Ehe man es sich versieht, werden bescheuerte Vorschriften erlassen. Die ernsthafte Diskussion darüber, dass Männer nicht mehr breitbeinig in öffentlichen Verkehrsmitteln sitzen dürfen – und am besten nirgendwo mehr. Die Vorschrift, dass inzwischen Raucher auch vor den Kneipen nur noch an bestimmten Orten rauchen dürfen, weil sonst an der frischen Luft die Nichtraucher gestört werden. Die Vorschrift, dass man als Rollstuhlfahrer nur noch in den gekennzeichneten Abteilen im Zug sitzen darf, weil es für einen sonst zu kompliziert werden würde. Die Diskussion darüber, dass unsere Nationalhymne umgedichtet werden soll, damit dort nicht mehr “brüderlich” drin vorkommt. Ich soll darauf achten, wie ich spreche, weil ganz normale und gängige Ausdrücke plötzlich jemandem weh tun könnten. Was soll das?
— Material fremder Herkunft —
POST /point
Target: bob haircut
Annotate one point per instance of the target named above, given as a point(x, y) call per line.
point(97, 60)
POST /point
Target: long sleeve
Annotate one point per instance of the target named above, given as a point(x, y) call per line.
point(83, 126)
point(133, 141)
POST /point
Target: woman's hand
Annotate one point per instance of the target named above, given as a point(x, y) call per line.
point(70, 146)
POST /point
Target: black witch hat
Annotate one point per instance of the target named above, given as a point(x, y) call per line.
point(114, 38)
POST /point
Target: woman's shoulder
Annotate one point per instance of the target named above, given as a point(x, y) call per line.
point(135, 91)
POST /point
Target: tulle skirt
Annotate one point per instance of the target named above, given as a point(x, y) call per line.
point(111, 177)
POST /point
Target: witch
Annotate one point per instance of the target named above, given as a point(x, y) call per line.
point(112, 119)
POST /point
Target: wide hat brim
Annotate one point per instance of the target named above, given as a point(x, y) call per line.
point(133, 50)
Wenn Inklusion bedeutet, dass Menschen mit Behinderungen die gleichen Möglichkeiten und Chancen haben, wie andere Menschen – dann sollte es auch bedeuten, dass sie die gleichen Herausforderungen und Hürden haben. Gebt jemanden kein Abitur, der die Prüfungen nicht schafft, nur weil er behindert ist! Und schreibt mir nicht vor, welchen Bordstein ich befahren darf, nur weil ich im Rollstuhl sitze! Gibt es Ungerechtigkeiten in dieser Welt, die man aufzeigen sollte oder kann? Ja natürlich – aber diskriminiert nicht eine bestimmte Gruppe von Menschen, nur weil ihr eine andere Gruppe entdiskriminieren wollt.

Um nochmals zum Thema “Multiple Sklerose” zurück zu kommen, weil ich ja gerne etwas zu meinem Alltag mit dieser Krankheit schreiben mag. Ich bin mir bewusst darüber, welche Einschränkungen ich habe. Manchmal möchte ich an diese nicht erinnert werden, manchmal kann ich mich selber wirklich nicht richtig selber einschätzen. Aber wenn es eine Person kann, dann bin ich das selber. Da helfen keine Vorschriften, da hilft kein erhobener Zeigefinger. Es sind letztlich meine eigenen Entscheidungen, wie, wann und wo ich etwas mache oder es lieber sein lasse. Ich weiß, dass ich möglichst viel ohne Rollstuhl erledigen sollte und doch weiß ich am besten, wann ich diesen nutze. Da hilft es nicht, wenn ich den Satz höre: “Du musst aber auch Dinge ohne den Stuhl erledigen!” Mein Vorschlag wäre: Fragt danach, ob ihr helfen könnt. So bekommt ihr am schnellsten heraus, ob jemand Unterstützung, Ratschläge oder sonstige Dinge benötigt.